The four are prime suspects in 2006 bombing case, in a Muslim town of Malegaon

Indian court grants bail to four terror accused

An Indian court on Friday ordered release of four Hindus, who were prime accused in the 2006 terror bombing case that killed 37 people in a Muslim town of Malegaon, 290 kilometers northeast of country’s commercial capital Mumbai. 

The Bombay High Court granted bail to the accused - Dhan Singh, Lokesh Sharma, Manohar Narwaria and Rajendra Chaudhary, who were in prison since 2013.

The two-judge bench directed that the four should furnish Rs 50,000 ($700) bail bond and two sureties of same amount to get the bail.
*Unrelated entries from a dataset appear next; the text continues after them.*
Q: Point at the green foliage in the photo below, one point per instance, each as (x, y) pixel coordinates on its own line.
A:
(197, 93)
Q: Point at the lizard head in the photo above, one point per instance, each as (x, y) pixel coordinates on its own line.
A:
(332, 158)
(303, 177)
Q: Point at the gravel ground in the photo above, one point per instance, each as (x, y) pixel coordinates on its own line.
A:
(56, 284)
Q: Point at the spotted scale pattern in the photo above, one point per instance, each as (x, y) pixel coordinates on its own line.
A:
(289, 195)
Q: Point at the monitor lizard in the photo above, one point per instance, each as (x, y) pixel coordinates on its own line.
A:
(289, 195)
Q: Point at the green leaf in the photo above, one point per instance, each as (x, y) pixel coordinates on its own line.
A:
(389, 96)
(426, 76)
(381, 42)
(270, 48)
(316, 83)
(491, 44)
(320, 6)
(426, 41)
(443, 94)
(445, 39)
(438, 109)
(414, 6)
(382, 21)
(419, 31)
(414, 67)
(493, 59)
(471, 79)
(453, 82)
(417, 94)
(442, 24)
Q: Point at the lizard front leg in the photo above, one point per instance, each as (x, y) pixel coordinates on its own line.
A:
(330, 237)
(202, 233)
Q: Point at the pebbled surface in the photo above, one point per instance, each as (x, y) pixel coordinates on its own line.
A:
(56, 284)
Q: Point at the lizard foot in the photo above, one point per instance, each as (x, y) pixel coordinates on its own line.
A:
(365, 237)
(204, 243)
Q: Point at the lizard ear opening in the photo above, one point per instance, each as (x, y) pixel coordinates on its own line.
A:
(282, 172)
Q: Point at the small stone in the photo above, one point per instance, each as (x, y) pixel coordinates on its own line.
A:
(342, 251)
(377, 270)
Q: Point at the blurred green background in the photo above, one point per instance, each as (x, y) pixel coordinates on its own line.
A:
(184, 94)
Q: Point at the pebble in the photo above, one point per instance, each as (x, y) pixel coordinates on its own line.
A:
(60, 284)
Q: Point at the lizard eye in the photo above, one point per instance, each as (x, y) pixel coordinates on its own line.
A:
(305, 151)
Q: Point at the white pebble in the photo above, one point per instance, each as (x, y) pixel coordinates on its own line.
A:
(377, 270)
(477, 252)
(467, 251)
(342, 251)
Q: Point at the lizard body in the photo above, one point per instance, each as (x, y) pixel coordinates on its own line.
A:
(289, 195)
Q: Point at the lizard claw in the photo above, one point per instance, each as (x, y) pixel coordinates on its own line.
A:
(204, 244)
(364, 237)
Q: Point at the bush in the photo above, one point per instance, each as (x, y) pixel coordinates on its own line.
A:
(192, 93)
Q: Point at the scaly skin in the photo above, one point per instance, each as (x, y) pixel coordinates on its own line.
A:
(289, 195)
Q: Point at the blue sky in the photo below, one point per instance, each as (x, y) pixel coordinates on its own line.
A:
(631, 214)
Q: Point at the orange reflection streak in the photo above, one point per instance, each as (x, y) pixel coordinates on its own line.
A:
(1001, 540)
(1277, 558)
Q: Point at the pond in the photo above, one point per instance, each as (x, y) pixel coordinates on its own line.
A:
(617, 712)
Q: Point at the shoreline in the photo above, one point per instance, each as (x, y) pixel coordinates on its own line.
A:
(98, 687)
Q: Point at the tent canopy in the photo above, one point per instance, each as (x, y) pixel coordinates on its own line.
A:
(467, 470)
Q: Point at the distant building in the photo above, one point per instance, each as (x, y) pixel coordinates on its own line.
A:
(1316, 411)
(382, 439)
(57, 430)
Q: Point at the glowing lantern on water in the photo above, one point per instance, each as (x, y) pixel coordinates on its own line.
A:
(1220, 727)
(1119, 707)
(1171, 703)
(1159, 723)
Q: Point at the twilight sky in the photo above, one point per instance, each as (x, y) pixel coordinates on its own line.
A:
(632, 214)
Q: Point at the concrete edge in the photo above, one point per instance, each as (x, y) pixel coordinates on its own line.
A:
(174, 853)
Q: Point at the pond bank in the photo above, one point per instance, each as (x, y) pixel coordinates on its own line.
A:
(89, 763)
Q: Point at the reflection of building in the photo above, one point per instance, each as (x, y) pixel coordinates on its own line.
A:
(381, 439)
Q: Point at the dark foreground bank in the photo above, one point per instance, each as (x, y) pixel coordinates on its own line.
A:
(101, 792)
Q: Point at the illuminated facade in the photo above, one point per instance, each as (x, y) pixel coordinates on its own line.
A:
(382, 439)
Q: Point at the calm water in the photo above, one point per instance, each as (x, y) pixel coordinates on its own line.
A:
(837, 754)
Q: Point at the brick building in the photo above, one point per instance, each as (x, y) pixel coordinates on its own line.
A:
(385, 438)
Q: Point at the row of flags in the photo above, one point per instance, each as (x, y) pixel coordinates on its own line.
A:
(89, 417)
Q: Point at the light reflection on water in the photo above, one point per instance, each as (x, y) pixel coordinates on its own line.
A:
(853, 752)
Also, the court ordered the accused to attend trial proceedings in the lower court until exempted.

The serial bomb blasts near a mosque had also injured 100 people. Local police initially arrested nine Muslims, accusing them of engineering blasts. But, when the probe was shifted to the National Investigation Agency (NIA), it concluded that the blasts were carried out by the Hindu extremists.

Malegaon resident Shafique Ahmed who had lost his sons in the incident opposed the bail.
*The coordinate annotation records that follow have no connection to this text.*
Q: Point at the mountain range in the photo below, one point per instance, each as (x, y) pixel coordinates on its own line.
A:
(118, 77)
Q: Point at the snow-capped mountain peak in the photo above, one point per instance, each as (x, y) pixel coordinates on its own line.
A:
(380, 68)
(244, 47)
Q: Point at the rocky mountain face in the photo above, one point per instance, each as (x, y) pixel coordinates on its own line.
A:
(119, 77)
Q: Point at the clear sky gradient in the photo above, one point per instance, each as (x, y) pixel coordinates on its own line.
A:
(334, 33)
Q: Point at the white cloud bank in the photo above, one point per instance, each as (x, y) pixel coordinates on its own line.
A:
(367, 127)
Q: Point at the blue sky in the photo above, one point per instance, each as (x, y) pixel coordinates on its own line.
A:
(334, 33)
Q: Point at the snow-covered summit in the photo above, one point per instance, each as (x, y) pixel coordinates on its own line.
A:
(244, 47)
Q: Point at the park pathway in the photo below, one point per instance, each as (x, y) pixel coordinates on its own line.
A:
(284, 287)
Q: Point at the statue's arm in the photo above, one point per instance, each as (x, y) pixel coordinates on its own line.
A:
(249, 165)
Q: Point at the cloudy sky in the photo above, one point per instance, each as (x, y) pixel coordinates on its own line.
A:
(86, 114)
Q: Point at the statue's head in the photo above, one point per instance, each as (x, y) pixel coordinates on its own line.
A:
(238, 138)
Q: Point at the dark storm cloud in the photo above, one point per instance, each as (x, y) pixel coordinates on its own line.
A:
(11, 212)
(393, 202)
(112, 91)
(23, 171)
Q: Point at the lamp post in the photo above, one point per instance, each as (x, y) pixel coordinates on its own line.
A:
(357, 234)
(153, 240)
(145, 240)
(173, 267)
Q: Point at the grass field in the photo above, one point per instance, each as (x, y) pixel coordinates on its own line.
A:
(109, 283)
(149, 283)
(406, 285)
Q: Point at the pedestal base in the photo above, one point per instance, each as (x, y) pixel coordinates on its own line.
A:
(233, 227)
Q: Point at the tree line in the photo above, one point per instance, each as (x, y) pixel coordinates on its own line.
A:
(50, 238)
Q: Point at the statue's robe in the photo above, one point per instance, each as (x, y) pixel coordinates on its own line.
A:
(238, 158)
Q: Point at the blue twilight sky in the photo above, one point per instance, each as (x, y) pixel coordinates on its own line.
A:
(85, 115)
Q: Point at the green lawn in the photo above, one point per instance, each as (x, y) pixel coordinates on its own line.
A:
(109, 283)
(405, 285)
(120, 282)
The Muslim town, in the western Indian province of Maharashtra saw another terror attack in 2008, allegedly by right-wing Hindu groups.

Sadhvi Pragya Singh Thakur and former Lt Col Srikanth Purohit were arrested in connection with the incident. Both of them are out on the bail. Thakur recently won parliamentary elections, she contested on the ruling Bharatiya Janata Party (BJP) ticket, from central Indian city of Bhopal.

Earlier this year, the activists had questioned Indian government’s commitment to fighting Hindu terror groups, after the acquittal of the four main suspects in the 2007 Samjhauta train blast case that killed over 50 Pakistani citizens on tour to India.